Annushka Varšavskienė
Date and location unknown


Lost & Found is a long-term project whose primary focus is a collection of over 100 family photographs that were owned and assembled in the years leading up to the Second World War by Annushka Varšavskienė, a classically trained singer, music teacher and childcare worker who was deported from the Kovno Ghetto in October 1943 and subsequently murdered at the Klooga concentration camp in Estonia 11 months later. 

In an unprecedented act of preservation among the thousands of accounts of survival during the Holocaust, shortly before she was deported, Annushka smuggled 113 of her family photographs out of the ghetto and into the safekeeping of a local Lithuanian woman, whose family kept them safe for almost 70 years, during which time Annushka's identity was lost and forgotten.

The International Centre for Litvak Photography's founder and former director, Richard Schofield, stumbled upon the photographs by accident in September 2013, an event that, with the help of a digital crowdsourcing campaign on social media and the inspired sleuthing of the Vilnius-based historian Saulė Valiūnaitė, not only revealed Annushka’s lost identity, but also made it possible to 'return' the photographs to the children of her surviving sister living in the United States, among them the international acclaimed Jewish scholar, and Annushka's nephew, David G. Roskies

The following links provide some background information relating to the Lost & Found exhibition, that ran at the Yeshiva University Museum in New York between October 2018 and April 2019. A short article providing an overview of the project can be found here

  • Click here to read an article in Moment magazine about the Lost & Found exhibition that ran at the Yeshiva University Museum in New York between October 2018 and April 2019
  • Click here watch two of the three short films that the International Centre for Litvak Photography made for the exhibition
  • Click here to view the photographs from the exhibition opening
  • Click here to view the photographs (with captions) that Richard discovered
  • Click here to listen to four recordings from the 1930s of Annushka and her choir 

Vardai

© 2018 Richard Schofield

Held on or around Lithuanian Holocaust Memorial Day on September 23, the annual Reading of the Names—or Vardai—event is a privately organised initiative during which the names of Lithuanian Holocaust victims are read out in the towns and villages in which they perished.
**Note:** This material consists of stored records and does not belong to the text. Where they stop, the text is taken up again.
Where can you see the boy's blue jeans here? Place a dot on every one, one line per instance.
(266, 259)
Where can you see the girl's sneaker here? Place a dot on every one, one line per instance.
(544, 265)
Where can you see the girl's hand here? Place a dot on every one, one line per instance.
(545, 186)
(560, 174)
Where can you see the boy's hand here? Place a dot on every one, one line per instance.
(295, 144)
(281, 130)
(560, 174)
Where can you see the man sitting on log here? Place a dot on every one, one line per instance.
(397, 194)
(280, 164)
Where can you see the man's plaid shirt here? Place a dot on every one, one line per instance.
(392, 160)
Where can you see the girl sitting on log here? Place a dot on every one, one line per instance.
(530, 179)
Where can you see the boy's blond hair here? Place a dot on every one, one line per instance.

Discovering that the event was of no interest to any of the 300,000 or so residents of Kaunas, in 2016 IC4LP  organised its first Vardai event inside the city’s former Gestapo headquarters, and continued to do so in different locations around Kaunas until 2019. Click here to see a small selection of photographs from the 2018 event, which was held as the site of the 1941 Lietūkis Garage Massacre.

Fifty Schools

In 2016, IC4LP received a number of invitations to visit several high schools in and around Kaunas to talk about its work. During these visits, it quickly became obvious that the vast majority of Lithuanian teenagers (not to mention a woefully large amount of their history teachers) know almost nothing about the life and culture of their grandparents’ former Jewish neighbours. And so, with financial support from the Good Will Foundation, in 2017 IC4LP launched Fifty Schools, an informal education project that, with the help of Mariana Sutkienė in Vilnius, visited dozens of high schools all over Lithuania to share its own experiences, to listen to what young Lithuanians had to say on the subject of Lithuanian Jewish history and to have open and honest discussions about the Holocaust in Lithuania.

L-R
Two students peer through a broken window at the abandoned former synagogue in Čekiškė
Mariana Sutkienė holds up a copy of The Last Bright Days during a visit to the Jewish cemetery in Kavarskas 
Richard Schofield talks to a group of high school students in Naujoji Vilnia

BJHSP

© 2019 Richard Schofield

Together with the University of Latvia's Centre for Judaic Studies, the Jews in Latvia Museum in Riga and Paideia in Stockholm, in July 2019 IC4LP piloted the so-called 'Challenging the Past' travelling summer school. With the help of 16 young participants from Latvia and Lithuania, the five-day trip from Riga to Kaunas included a total of 24 events and activities, including meetings, discussions, walking tours, workshops with a wide variety of locals working in the field of Jewish heritage and memory, visits to sites of cultural and historical importance, learning about (and eating) Jewish food, and, during the Friday evening of the journey, meeting with members of Kaunas' secular Jewish community during their weekly Shabbat celebration. After a three-year break due to the Covid pandemic, in July 2022 the project was expanded, including the addition of an online learning module to prepare the participants before they hit the road. Now called the Baltic Jewish Heritage Study Programme, or BJHSP, the organisers are currently raising the necessary money to do it for a third time. A copy of the original 2019 project report can be downloaded and read here.

Back to Shul

 
© Richard Schofield

Lithuania’s 100 or so surviving former synagogues are among a tiny handful of reminders of the country’s once large and diverse Jewish population, magnificent monuments of stone and wood that, not unlike the people that once prayed and studied in them, today lie neglected, abandoned and forgotten in towns, villages and cities from Alytus to Zarasai. In August 2017, Richard Schofield spent 12 days hitchhiking and travelling by public transport around the country, photographing the buildings with a cheap Latvian smartphone and writing about the experience for a short book. Although the book is no longer unavailable, a few memories from the project can still be found online, including David G. Roskies’ original Foreword, the 100 captioned photographs that were included in the e-book and an occasionally updated synagogue spreadsheet, complete with information concerning the current condition of each surviving building.

The Kaunas Requiem

© 2016 Mark Adam Harold

In December 2015, IC4LP commissioned the Ukrainian electronic musician and composer Anton Dehtiarov to write a theoretically endless piece of experimental music in memory of Annushka Varšavskienė. Known as The Kaunas Requiem, extracts from the piece were performed live over a week-long period inside an abandoned former synagogue in Kaunas that IC4LP rented in September 2016. Click here to listen to some of the music from the project.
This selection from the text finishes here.